We then construct a network optimization task that incorporates all costs \(C\in {\mathbb {R}}^{n\times n}\) and case variations \(\Delta CCs\in {\mathbb {R}}^{n\times 1}\) into a linear program to calculate the optimal spatial shifts \(X \in {\mathbb {R}}^{n\times n}\) that minimize shifts’ total cost during each pandemic phase (see Methods and Supplementary Information, Note 1 for details). Coefficients k and \(\delta\) do not affect the intensities of inferred shifts. We present the results using census resident population as the primary source of attraction, \(k=10^8\), \(\delta =1\), and a distance decay parameter \(\beta =0.8\). The inferred spatial shifts X are plotted as flow maps in Fig. 1C, where each aggregated pair-wise flow \(x_{ij}\in X\) is drawn as an arrow coming from state i and shifting into state j. The colours and widths of all arrows are linearly mapped according to the intensity of shifts \(log_{10}(X)\).

In Fig. 1C, we notice a stable spatial shifting pattern of pandemic centres throughout the six phases. As the total CCs consistently increases, major population centers including California (CA), New York (NY), Texas (TX), Illinois (IL) remain as the local concentration centres in the network. We observe long-range, strong shifts between states such as NY and CA (P1, P2, P5, P6), NY and IL (P1, P3, P4), CA and TX (P1, P3, P4, P6), TX and NY (P4, P5). These dominant states exhibit in-shifts from distant states and also shift out to nearby states with fewer COVID-19 cases across phases. Seeing these shifting patterns is helpful in seeing how states with larger economies and populations tend to have stronger spatial shifts in the system (Supplementary Information, Fig. S6). Specifically, CA, NY, IL and TX exchange major shifts as well as movement of cases into surrounding states. Meanwhile, some states with nonnegligible outbreaks during P4 and P5, such as New Jersey (NJ), Massachusetts (MA) and Georgia (GA), exhibit a pattern of first shifting out and then receiving in-shifts. We can also see how GA and Florida (FL) emerge in the flow maps of P4, P5 and P6 with strong out-shifts, implying potential outbreaks in later phases.

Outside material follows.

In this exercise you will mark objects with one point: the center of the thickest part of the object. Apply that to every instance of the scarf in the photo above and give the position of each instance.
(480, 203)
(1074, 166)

The intensity and distance of spatial shifts indicate how the pandemic develops across phases. Statistically speaking, the sum intensity of pandemic shifts reaches its peak in P5: \(2.3\times 10^3\) (P1), \(1.56\times 10^5\) (P2), \(1.83\times 10^5\) (P3), \(6.63 \times 10^5\) (P4), \(2.00 \times 10^6\) (P5), \(4.77\times 10^5\) (P6). The mean distance (km) of non-zero shifts first decreases and then increases: 868.94 (P1), 848.57 (P2), 789.59 (P3), 776.40 (P4), 828.57 (P5), 831.60 (P6) (Supplementary Information, Fig. S7). While this is not an epidemiological study, these numbers seem to correspond with how, during P2 and P3, people followed stay-at-home orders and attendant rules around social-distancing, resulting in more short-range shifts. In contrast, in P4 and P5, these mandates started to lose efficacy due to complex socioeconomic reasons such as COVID fatigue, where people grow tired of rigidly adhering to public health guidance. The intensity and distance of shifts thus increase dramatically during P4 and P5, indicating a surge in COVID-19 cases and a follow-up new wave of pandemic outbreaks. This said, knowledge of the COVID-19 pandemic is growing by the day and there could be other reasons why we see these shifts. Nonetheless, our approach offers a new way to see the shifting spatiotemporal nature of the disease.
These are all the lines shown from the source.